Definition
An aneroid instrument that measures the height of the aircraft above a selected pressure reference by sensing the surrounding atmospheric pressure and converting it into an altitude reading in feet. The pilot sets the reference pressure in the altimeter's Kollsman window so the instrument displays altitude relative to that reference (typically the local altimeter setting, which produces height above mean sea level).
Plain English
A cockpit gauge that figures out how high you are by measuring how much air pressure is pushing on it. Higher up means less pressure, so the gauge converts that pressure into a height reading you can read in feet.
Context Anchor
Seen in altimeter-setting procedures, instrument flying, and any discussion of local barometric pressure settings such as QNH.
Derivation
From Latin altus (high) and the Greek-rooted metron (measure) -- literally a 'height measurer.' The 'pressure' part highlights how it does the measuring: through air pressure rather than radio signals or GPS.
Why Pilots Care
Correct use ensures accurate altitude for terrain clearance, airspace compliance, and safe instrument flight.
Analogy
A pressure altimeter is like a weather barometer with the scale marked in feet instead of weather changes.
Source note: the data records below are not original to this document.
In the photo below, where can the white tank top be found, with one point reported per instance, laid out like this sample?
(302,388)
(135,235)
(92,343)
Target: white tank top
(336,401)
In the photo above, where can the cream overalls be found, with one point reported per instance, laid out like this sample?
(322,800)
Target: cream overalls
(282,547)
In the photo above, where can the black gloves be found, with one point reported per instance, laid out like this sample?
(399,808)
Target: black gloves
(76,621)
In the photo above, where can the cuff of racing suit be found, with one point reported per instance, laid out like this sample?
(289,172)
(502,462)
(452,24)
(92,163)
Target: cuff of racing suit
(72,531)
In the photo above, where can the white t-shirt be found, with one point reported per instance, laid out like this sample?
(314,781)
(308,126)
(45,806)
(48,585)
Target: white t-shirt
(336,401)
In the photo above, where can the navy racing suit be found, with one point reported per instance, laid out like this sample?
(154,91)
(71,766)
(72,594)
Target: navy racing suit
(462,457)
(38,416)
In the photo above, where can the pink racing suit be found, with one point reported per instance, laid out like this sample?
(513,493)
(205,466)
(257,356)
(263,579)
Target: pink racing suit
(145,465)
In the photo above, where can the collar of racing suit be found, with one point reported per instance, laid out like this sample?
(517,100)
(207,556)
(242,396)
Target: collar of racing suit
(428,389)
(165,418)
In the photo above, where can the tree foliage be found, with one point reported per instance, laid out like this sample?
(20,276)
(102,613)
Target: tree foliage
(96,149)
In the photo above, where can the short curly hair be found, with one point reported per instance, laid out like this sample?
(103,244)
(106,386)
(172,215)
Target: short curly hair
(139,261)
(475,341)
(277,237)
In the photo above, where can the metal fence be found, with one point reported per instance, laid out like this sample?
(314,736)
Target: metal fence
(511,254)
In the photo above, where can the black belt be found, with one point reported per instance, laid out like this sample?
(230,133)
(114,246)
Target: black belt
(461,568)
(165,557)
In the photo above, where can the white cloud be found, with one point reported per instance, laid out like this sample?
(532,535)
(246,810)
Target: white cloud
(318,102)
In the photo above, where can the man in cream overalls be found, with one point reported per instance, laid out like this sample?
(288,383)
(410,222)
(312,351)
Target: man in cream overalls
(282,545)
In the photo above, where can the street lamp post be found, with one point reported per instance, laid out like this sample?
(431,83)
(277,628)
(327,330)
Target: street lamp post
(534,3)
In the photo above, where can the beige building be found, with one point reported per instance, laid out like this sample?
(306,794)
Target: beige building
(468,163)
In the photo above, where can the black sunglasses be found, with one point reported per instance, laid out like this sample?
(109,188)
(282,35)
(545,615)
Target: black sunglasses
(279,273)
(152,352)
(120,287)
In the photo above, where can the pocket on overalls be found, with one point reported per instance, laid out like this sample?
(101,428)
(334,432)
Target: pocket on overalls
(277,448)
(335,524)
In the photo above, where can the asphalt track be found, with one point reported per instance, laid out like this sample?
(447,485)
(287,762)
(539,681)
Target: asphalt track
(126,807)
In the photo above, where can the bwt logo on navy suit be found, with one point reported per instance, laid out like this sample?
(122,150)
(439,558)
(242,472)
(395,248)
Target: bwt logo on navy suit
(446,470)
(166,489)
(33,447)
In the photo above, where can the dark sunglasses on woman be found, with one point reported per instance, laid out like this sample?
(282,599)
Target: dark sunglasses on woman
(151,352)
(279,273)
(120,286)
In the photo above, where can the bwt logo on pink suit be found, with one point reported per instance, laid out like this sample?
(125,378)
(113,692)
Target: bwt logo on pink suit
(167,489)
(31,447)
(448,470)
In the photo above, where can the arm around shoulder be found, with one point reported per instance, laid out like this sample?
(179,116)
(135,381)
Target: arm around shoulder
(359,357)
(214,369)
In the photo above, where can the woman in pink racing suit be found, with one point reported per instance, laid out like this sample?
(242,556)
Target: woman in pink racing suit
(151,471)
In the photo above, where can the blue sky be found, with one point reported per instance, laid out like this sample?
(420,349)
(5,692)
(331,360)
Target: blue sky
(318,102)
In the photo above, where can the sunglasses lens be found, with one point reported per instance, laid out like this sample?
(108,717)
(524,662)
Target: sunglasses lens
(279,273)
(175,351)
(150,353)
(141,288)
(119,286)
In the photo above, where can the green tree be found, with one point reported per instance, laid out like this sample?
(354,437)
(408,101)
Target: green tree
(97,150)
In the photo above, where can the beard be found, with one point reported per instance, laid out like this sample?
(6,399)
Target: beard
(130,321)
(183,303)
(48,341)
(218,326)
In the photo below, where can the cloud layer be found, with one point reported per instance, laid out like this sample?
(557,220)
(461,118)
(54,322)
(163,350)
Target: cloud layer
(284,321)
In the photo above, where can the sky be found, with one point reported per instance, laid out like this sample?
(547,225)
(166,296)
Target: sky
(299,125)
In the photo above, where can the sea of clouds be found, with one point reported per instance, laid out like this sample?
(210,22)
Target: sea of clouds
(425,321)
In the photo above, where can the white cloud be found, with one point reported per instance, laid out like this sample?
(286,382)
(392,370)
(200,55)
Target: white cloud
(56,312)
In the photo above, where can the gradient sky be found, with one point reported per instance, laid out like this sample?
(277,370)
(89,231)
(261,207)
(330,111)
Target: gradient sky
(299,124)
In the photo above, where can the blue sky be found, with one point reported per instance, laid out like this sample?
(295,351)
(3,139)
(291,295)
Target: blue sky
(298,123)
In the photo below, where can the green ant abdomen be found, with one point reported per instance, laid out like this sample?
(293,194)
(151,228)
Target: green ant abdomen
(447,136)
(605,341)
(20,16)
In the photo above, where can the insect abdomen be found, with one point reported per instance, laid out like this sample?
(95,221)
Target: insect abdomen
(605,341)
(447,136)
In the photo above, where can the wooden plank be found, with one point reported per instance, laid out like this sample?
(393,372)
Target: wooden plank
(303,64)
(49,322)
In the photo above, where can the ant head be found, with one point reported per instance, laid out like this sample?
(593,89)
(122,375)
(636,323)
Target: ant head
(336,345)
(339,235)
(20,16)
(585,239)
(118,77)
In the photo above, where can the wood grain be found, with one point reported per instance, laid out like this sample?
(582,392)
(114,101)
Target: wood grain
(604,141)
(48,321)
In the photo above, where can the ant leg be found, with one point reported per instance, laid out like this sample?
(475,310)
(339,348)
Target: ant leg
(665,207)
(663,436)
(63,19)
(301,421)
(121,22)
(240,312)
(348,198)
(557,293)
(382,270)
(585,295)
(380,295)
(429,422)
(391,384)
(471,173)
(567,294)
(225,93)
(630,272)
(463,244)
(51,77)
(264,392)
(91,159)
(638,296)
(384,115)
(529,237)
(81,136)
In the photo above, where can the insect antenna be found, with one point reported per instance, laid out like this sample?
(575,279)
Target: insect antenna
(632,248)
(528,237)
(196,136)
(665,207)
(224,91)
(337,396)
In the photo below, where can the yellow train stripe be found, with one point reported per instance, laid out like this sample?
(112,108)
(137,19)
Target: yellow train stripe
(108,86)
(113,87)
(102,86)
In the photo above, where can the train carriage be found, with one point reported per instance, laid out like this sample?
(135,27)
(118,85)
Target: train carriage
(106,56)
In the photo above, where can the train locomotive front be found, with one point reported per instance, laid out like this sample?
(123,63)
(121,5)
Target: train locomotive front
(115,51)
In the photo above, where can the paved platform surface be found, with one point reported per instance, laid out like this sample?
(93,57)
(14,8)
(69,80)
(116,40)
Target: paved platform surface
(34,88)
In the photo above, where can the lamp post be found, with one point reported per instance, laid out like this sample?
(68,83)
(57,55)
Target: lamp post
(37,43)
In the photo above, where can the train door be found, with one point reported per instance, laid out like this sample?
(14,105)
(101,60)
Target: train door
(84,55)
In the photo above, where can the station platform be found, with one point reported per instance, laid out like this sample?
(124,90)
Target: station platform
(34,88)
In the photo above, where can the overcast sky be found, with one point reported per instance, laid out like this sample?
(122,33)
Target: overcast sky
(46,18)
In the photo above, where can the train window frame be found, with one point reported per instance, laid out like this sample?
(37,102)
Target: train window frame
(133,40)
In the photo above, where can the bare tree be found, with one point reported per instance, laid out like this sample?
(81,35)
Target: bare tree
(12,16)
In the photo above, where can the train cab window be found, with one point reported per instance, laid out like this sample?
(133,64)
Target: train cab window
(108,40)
It senses air pressure, then displays that pressure as an altitude.
Grounding Statement
As an aircraft climbs, outside air pressure drops, and the pressure altimeter interprets that lower pressure as a higher altitude.
Intuition Check
Do not assume a pressure altimeter directly measures true height above the ground. It measures air pressure and turns that pressure into an altitude reading based on the setting in the instrument.
Example Sentence 1
Before takeoff, the pilot set the local altimeter setting in the pressure altimeter so it read the published field elevation.
Example Sentence 2
During the approach the pressure altimeter showed level flight at the assigned altitude.